Join Dr. Stephen R. Phillips at 7:00pm on July 23 for Part 1 of his discussion about medicine in ancient Egypt!
For ages 10+
Did the ancient Egyptians understand human anatomy and did they practice medicine? The answer is yes.
Data derived from archaeological excavations, as well as from several surviving ancient Egyptian papyri, reveal extensive, perhaps effective, medical procedures that are relevant to procedures in use today. This richly illustrated lecture introduces ancient Egypt’s medical world.
We meet history's earliest documented physician, Imhotep, and the earliest documented dentist, Hesy-re. We examine the role of magic and herbs in ancient Egyptian medicine, look at cases outlining specific surgical intervention, and we examine an actual case of what was perhaps successful trauma surgery - as evidenced on human skeletal remains recovered during recent excavations in the cemeteries behind the Great Pyramids and Sphinx at Giza, Egypt.
Dr. Stephen R. Phillips is the Curatorial Research Coordinator in the Egyptian Section of the University of Pennsylvania Museum of Archaeology and Anthropology.
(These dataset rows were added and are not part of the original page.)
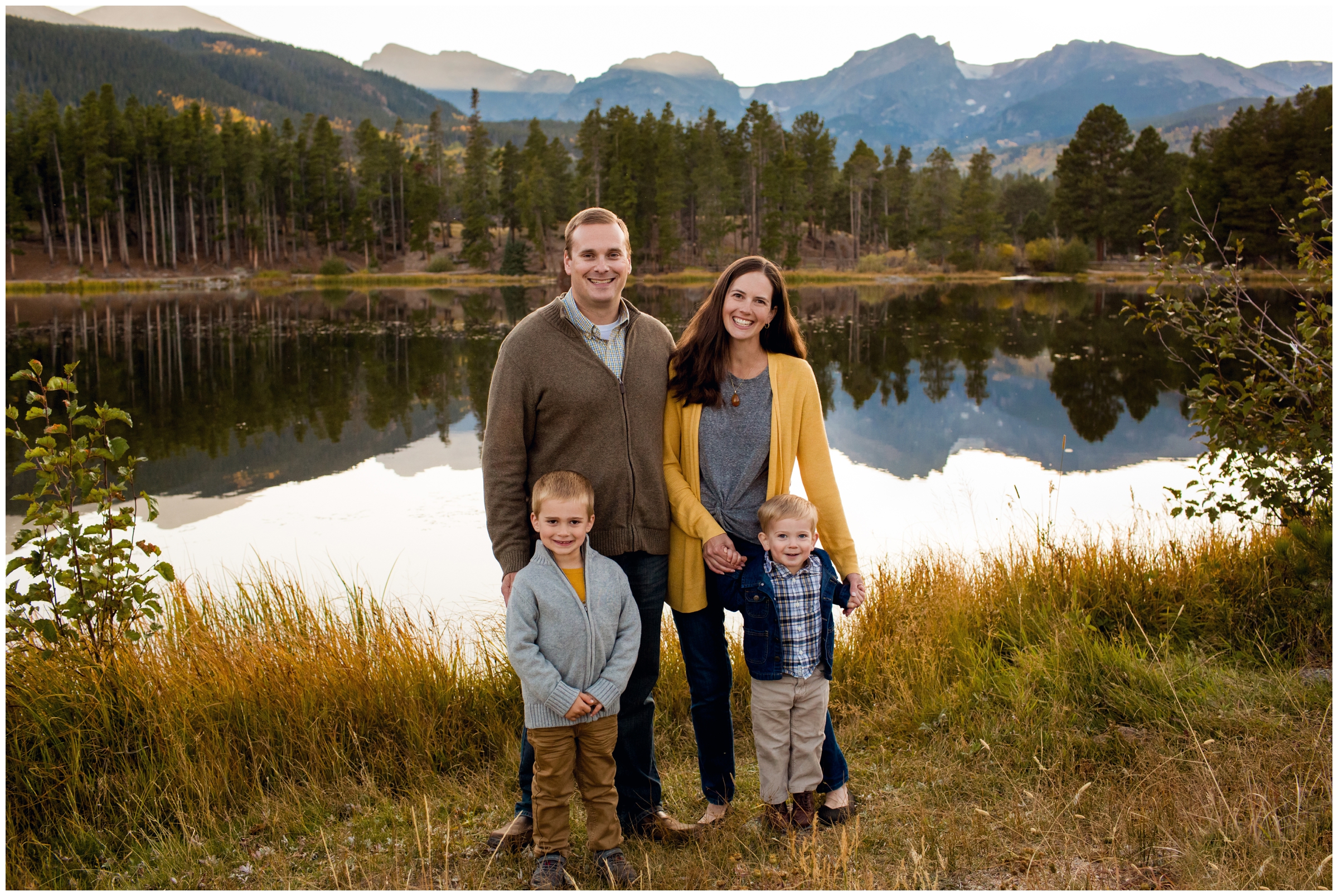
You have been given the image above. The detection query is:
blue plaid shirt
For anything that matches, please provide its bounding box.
[562,292,628,380]
[763,553,823,678]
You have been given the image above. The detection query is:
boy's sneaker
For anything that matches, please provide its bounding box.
[488,815,534,852]
[530,852,568,889]
[594,846,641,887]
[789,791,817,828]
[762,802,789,830]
Dr. Phillips received his B.A., M.A., and Ph.D. in physical anthropology and archaeology from the University of Pennsylvania.
He has traveled extensively and participated in a wide range of archaeological excavations over the past 25 years, including excavations at Petra, Jordan; near Bordeaux in southwestern France; and, he has particiapted in eight excavation seasons in Egypt - at Giza and Saqqara.
He is the Archaeological Site Supervisor and Physical Anthropologist for the ongoing Cairo University-Brown University Expedition in the Great Western Cemetery at Giza. He is also a professional guide for American tour groups to Egypt.
Dr. Phillips specializes in the analysis of ancient Egyptian and modern human skeletal remains, mummies and mummification techniques, as well as the tombs and artifacts of the Great Pyramid Complex on Egypt’s Giza plateau.